Means of Grace versus Spiritual Disciplines
The last point is a relatively minor point in the dispute, but we can see in here a problem with modern Evangelicalism with its failure to understand the means of grace. Turk shows this in his denigration of the sacraments as "the Gospel is made the centerpiece alone on the table". Besides the failure to understand the Gospel as declarative not transformative, it is illuminating that Turk and fellow Evangelicals do not think highly of the sacraments. Yet, we know that the whole spiritual discipline movement a la Richard Foster and Dallas Willard have been gaining steam. So to come and receive from the Lord what He has ordained to be tokens of His love for our comfort (the means of grace) is not looked on as being important. Yet, to do unbiblical "disciplines" such as lectio divina, contemplative prayer etc. somehow is very "spiritual". I think the Bible does talk about such an attitude:
Now the rabble that was among them had a strong craving. And the people of Israel also wept again and said, “Oh that we had meat to eat! We remember the fish we ate in Egypt that cost nothing, the cucumbers, the melons, the leeks, the onions, and the garlic. But now our strength is dried up, and there is nothing at all but this manna to look at.” (Num. 11:4-6)
Just as God gave the Israelite manna from heaven, yet the Israelites were not content with what God had provided and lusted after the food of Egypt, so too modern Evangelicals are not content with the provision of God's grace through His appointed means, but crave after "spiritual experiences" and follow their spiritual lusts to indulge in "spiritual disciplines", of which God has not thought fit to inform us of.
Is it no wonder that God is not in any of these "disciplines"?

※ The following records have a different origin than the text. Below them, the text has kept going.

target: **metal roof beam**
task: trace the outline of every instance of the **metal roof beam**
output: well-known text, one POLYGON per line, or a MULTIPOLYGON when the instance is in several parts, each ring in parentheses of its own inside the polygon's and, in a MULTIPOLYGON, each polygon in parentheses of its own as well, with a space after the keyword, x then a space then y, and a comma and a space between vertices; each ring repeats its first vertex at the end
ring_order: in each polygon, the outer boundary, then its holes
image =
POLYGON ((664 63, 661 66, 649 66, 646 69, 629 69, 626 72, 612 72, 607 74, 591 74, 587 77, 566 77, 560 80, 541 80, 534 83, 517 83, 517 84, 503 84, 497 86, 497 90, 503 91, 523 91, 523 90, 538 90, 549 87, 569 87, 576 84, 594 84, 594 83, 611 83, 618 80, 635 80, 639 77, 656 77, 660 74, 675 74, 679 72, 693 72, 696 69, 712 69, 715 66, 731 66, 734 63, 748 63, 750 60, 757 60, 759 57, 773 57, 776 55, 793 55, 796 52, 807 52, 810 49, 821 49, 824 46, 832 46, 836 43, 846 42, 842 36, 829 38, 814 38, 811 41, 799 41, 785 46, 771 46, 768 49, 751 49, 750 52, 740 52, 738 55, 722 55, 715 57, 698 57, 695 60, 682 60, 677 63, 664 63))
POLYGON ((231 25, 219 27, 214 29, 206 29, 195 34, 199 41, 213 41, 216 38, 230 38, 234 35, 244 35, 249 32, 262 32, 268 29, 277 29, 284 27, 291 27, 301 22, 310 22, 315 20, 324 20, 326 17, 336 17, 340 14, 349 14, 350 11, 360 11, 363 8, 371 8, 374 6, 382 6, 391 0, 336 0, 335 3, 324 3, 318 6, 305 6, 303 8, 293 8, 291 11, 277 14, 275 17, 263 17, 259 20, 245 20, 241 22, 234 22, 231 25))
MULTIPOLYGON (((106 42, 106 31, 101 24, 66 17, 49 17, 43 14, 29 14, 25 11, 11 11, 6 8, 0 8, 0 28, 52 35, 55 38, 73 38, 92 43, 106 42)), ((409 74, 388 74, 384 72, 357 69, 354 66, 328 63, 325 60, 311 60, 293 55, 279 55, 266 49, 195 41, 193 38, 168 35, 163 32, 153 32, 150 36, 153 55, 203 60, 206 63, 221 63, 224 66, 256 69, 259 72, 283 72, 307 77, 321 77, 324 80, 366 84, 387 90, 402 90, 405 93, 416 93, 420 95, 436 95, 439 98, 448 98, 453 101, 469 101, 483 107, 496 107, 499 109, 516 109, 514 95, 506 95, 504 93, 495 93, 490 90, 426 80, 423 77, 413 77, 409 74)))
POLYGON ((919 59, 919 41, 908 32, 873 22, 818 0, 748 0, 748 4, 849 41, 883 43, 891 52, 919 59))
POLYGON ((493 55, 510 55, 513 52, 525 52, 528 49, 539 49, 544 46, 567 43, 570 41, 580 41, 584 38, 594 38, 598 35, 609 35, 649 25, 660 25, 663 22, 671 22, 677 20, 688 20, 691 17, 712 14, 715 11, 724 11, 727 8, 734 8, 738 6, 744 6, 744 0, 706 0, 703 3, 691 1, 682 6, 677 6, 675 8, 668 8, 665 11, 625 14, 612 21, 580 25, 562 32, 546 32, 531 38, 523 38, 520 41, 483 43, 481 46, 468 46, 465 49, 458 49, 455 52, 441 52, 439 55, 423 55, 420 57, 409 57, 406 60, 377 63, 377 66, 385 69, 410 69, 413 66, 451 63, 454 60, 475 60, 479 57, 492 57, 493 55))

In conclusion, Frank Turk is in error in his view of the Law and the Gospel. We should reject his advice as being not in line with Scripture, and his attack on "watchbloggers" as being extremely hypocritical. While I am sure he has good motives, he is blind to his own faults and we will see if he takes correction. Since he claims that the "watchbloggers" have "never said or written anything for which they would apologize or reconsider because they have never been wrong," we will see if he lives consistent with his position, or live otherwise. Amen.
It seems that Frank Turk's bone of contention is with Horton's "pastoral theology", not his "confessed theology". Go figure!